Odrzucono natomiast dwa projekty obywatelskie
:
Tak dla rodziny, nie dla gender
autorstwa
Ordo Iuris
oraz
Stop LGBT,
za którym stała fundacja
Kai Godek
.
Projekt "Stop LGBT", którego twarzą są Kaja Godek i Krzysztof Kasprzak sprowadza się do
zakazu manifestacji pro-LGBT
, w tym marszów równości.
Szczegółowo pisaliśmy o nim tutaj:
Celem ustawy Ordo Iuris było natomiast
wypowiedzenie konwencji stabmulskiej,
która dotyczy m.in. ochrony kobiet przed przemocą domową. Projekt Tak dla rodziny, nie dla gender również uważany był za homofobiczny, ponieważ konwencja stambulska jest wiążącym prawnie międzynarodowym dokumentem, który zapobiega przemocy, podkreślając istotę np. walki z dyskryminacją.
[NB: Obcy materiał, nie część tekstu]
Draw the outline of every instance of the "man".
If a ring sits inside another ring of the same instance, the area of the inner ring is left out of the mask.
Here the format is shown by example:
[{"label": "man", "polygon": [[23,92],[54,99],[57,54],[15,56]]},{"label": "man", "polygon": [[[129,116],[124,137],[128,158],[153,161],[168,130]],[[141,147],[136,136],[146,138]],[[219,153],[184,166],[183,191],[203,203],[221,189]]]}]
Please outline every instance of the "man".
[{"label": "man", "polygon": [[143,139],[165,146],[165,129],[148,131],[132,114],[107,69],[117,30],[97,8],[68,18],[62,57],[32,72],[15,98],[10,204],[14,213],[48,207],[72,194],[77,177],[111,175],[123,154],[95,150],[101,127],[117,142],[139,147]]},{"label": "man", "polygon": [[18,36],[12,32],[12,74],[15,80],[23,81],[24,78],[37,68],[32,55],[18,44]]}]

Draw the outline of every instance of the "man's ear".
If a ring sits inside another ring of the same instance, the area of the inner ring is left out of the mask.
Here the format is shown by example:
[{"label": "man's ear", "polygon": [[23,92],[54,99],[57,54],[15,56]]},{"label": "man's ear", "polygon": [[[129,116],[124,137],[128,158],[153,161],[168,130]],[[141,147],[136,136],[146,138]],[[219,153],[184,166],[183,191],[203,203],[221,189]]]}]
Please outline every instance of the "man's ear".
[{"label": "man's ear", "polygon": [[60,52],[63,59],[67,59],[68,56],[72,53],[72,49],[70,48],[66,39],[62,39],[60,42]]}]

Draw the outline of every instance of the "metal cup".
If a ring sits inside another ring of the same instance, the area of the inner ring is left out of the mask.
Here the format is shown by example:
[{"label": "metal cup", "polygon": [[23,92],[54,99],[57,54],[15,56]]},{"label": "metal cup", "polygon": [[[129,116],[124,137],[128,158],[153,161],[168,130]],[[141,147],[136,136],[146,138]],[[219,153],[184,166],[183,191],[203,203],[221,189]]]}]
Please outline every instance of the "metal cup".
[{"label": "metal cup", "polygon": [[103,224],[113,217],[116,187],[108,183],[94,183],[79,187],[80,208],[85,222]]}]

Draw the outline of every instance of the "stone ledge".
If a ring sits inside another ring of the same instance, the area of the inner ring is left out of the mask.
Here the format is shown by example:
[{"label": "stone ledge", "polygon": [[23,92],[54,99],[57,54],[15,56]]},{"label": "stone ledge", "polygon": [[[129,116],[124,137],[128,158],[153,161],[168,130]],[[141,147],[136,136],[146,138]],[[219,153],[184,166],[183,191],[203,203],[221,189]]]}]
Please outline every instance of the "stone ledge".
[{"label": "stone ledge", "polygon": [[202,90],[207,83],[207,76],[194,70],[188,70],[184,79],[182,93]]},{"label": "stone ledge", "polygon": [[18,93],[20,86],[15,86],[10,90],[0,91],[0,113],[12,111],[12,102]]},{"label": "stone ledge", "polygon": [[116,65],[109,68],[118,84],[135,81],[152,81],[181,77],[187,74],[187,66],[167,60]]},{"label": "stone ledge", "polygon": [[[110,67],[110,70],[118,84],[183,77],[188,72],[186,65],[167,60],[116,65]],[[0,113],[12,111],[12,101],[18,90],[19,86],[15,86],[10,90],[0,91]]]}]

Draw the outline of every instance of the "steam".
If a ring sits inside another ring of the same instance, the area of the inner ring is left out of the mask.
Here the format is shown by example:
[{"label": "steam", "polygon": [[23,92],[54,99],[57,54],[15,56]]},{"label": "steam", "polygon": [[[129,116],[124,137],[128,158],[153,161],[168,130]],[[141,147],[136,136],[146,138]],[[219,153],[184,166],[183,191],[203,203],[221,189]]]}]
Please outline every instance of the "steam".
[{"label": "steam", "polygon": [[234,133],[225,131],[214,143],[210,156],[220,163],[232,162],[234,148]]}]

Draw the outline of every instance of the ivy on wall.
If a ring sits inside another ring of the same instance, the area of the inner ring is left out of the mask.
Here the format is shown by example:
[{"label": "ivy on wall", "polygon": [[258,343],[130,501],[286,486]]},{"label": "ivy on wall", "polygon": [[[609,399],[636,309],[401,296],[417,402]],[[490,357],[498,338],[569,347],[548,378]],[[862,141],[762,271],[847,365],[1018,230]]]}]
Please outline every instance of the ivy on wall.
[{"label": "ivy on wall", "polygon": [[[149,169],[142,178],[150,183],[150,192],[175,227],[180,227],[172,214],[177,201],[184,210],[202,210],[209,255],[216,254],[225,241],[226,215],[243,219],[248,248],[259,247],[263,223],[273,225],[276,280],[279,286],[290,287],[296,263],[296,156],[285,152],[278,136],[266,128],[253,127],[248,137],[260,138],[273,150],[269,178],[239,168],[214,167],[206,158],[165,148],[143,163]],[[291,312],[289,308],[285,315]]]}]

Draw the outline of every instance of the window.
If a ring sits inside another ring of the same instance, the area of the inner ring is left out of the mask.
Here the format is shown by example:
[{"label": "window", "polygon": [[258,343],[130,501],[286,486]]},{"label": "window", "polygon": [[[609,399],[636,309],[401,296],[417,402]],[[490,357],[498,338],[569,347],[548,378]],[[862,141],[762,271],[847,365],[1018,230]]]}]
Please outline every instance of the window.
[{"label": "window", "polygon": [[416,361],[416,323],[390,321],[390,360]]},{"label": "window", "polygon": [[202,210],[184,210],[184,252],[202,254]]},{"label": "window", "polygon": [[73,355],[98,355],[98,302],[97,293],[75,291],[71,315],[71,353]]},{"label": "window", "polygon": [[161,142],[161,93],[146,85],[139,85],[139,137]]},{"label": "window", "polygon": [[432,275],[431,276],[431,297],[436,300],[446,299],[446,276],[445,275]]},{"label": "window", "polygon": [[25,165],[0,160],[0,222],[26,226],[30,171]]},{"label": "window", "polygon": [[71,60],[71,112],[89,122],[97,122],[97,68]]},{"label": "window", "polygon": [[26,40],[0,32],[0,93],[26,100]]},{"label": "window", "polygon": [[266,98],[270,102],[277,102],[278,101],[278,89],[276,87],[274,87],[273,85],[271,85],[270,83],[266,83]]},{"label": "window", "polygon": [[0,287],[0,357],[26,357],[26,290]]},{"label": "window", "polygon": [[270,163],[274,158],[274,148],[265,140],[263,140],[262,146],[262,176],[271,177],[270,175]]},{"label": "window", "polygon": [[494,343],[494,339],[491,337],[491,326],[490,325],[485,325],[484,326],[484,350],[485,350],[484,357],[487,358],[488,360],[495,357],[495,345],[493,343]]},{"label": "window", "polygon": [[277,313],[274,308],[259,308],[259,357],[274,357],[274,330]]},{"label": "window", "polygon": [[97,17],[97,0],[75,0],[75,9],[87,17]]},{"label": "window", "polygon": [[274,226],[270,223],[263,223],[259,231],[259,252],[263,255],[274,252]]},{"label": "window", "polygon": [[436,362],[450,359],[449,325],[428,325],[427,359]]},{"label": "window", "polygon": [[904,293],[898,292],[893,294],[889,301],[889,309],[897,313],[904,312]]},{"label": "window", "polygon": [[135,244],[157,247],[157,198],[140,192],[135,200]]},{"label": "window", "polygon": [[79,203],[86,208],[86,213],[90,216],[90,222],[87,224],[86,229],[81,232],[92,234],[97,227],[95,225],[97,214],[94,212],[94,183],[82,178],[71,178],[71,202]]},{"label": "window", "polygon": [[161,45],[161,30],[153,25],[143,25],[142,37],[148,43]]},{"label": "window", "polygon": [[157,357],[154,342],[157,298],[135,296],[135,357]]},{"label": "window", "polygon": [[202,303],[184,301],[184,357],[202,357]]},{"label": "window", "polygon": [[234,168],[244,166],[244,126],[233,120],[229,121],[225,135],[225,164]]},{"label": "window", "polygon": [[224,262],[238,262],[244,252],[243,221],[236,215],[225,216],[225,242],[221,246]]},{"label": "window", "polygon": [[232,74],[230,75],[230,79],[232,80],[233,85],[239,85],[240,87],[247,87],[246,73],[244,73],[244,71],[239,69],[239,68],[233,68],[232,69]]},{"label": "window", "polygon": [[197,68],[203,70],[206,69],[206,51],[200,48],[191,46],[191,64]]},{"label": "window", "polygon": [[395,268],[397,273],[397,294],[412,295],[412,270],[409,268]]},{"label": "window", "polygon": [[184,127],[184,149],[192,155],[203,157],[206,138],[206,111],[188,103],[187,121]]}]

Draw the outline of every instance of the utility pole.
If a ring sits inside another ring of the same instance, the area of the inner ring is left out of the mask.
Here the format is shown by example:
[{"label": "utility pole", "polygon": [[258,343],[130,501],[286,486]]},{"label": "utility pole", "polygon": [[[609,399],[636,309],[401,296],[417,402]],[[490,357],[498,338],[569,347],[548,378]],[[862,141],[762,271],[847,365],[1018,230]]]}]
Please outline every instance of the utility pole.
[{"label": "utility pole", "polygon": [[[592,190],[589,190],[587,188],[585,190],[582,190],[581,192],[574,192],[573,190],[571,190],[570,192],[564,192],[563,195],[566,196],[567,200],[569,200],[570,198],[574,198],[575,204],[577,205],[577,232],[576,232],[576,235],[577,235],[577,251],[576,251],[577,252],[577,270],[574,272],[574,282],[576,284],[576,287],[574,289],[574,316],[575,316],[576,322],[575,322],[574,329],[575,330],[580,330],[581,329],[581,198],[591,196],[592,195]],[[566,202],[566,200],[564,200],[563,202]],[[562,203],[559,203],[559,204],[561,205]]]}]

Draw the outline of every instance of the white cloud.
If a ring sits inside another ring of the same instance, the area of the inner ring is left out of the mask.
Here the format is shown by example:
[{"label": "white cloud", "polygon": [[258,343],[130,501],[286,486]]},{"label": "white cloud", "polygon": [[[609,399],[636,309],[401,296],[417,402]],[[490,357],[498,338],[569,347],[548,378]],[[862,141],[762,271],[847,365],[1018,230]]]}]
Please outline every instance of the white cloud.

Oba projekty podczas pierwszego czytania wzbudziły w Sejmie wiele kontrowersji. Podczas poprzedniego posiedzenia, gdy debatowano nad projektem Stop LGBT
Szymon Hołownia
musiał przerwać obrady, ponieważ przedstawiciel inicjatywy obywatelskiej Krzysztof Kasprzak zaczął szczegółowo opowiadać o przestępstwach, jakie miały dopuszczać się osoby ze społeczności LGBT.
Wczoraj oba projekty zostały
odrzucone
przez Sejm w pierwszym czytaniu. Za odrzuceniem projektu
Stop LGBT
głosowało 233 posłów, 189 było przeciwko, 36 nie głosowało. Za odrzuceniem
projektu Ordo Iuris
głosowało natomiast 234 posłów, 189 było przeciwko, nie głosowalo 35.
Głosowania wzbudziły wiele emocji wśród przedstawicieli inicjatyw obywatelskich.
"Koalicja rządząca jest głupia, jeśli myśli, że odrzucenie tej ustawy zdusi opór normalnych ludzi wobec homolobby. Opór narasta!" - napisała Kaja Godek na Twitterze.